縄文時代は主に石器が使われていましたが、弥生時代になると、金属器が現われるようになります。
金属器は、紀元前3~2世紀頃、中国大陸から日本へ、稲作とほぼ同時に伝わってきました。弥生時代の日本人は金属器を用いた稲作を行なっていましたが、この頃使われていた金属器は青銅器と鉄器といわれています。
弥生時代に稲作が始まると、人々は鉄器で加工して作った木製の鋤・鍬で低湿地を耕しました。その他、鉄の斧、手斧、刀子や武器をつくって使用しており、青銅器としては、宝器・祭器として、銅鐸などがつくられました。

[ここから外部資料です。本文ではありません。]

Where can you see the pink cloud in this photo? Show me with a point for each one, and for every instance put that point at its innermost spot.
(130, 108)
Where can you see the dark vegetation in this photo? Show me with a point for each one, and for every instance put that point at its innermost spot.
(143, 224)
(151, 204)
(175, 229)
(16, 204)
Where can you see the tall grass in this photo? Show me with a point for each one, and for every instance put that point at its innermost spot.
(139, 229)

主として金属器は農具や祭祀用具、刀などの武具として使われましたが、やがて古墳時代末期~飛鳥時代に仏教が伝来すると、寺院の鐘や仏具が金属器で生産されるようになり、一部に薬鑵や鍋などの日常的生活用品もつくられました。のちに金や銀、銅、錫などもつくられ、あるいは合金も利用されるようになり、その用途は拡大していきました。
茶の湯に使われる金属器 ~ 茶道の知識
茶道では、主として鉄製の釜や、銅の合金でつくられた花入や建水を金属器として利用しています。合金の花入は当初は中国からの輸入の唐物であったのに対し、鉄製の釜は国産品として発達してきました。

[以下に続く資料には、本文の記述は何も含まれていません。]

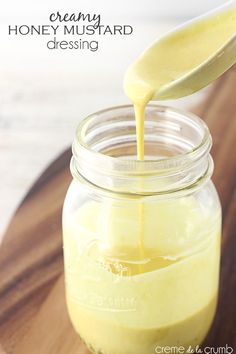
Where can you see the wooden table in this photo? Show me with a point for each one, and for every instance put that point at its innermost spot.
(33, 317)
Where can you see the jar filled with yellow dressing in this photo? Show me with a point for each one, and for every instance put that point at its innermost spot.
(141, 238)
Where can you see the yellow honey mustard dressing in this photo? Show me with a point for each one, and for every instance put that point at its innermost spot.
(145, 275)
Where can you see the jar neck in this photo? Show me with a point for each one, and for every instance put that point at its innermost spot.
(177, 149)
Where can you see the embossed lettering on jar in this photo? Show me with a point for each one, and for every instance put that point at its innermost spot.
(141, 238)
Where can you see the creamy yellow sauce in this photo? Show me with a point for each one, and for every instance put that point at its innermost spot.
(170, 302)
(172, 58)
(142, 275)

鉄製の茶釜は、もともと朝鮮半島からの渡来人がもたらした技術によるものと考えられています。
最も古い釜は奈良時代にあったことが寺院の記録にあるそうですが、現物は残っておらず定かではありません。 現存する最も古い釜とされるのが、鎌倉時代につくられたもので、梵鐘師や仏具師により製作されたと考えられています。
茶の湯が興隆した室町時代には、芦屋、天命が二大産地として知られています。
芦屋
筑前国(現在の福岡県)の遠賀川河口の芦屋津でつくられた釜。優れた文様が施されたものが多い。
天命
天明とも書く。下野国(現在の栃木県)、佐野庄天命でつくられた釜。鎌倉時代からつくられていたとされ、素朴な地肌が特徴。文様のないものが多い。
桃山時代に入ると、京都の京釜が盛んにつくられ、芦屋・天命は衰退していきました。
京都の三条釜座では多くの釜師が軒を重ね、中でも名越家、大西家が有名でした。
江戸時代では、江戸のほか、金沢小田原、伊勢、堺などでも釜が製作されました。
合金の技術が発展すると、花入も唐物だけでなく、日本でつくられたものが用いられるようになりました。
主な金属加工の技法 ~ 茶道の知識
鋳金…金属を熔解し、土や石の型に流し、冷却して表面を仕上げる。鋳造、鋳物ともいう。
彫金…金属の表面に鏨で紋様を彫り、あるいは透かす。その部分へ他の金属を嵌め込むこともある。
塗金…金属の表面に金を塗る。 鍛金 金槌や石鎚で打ちのばし、薄い板金をつくり、その裏から打って、鍋や花瓶などをつくる。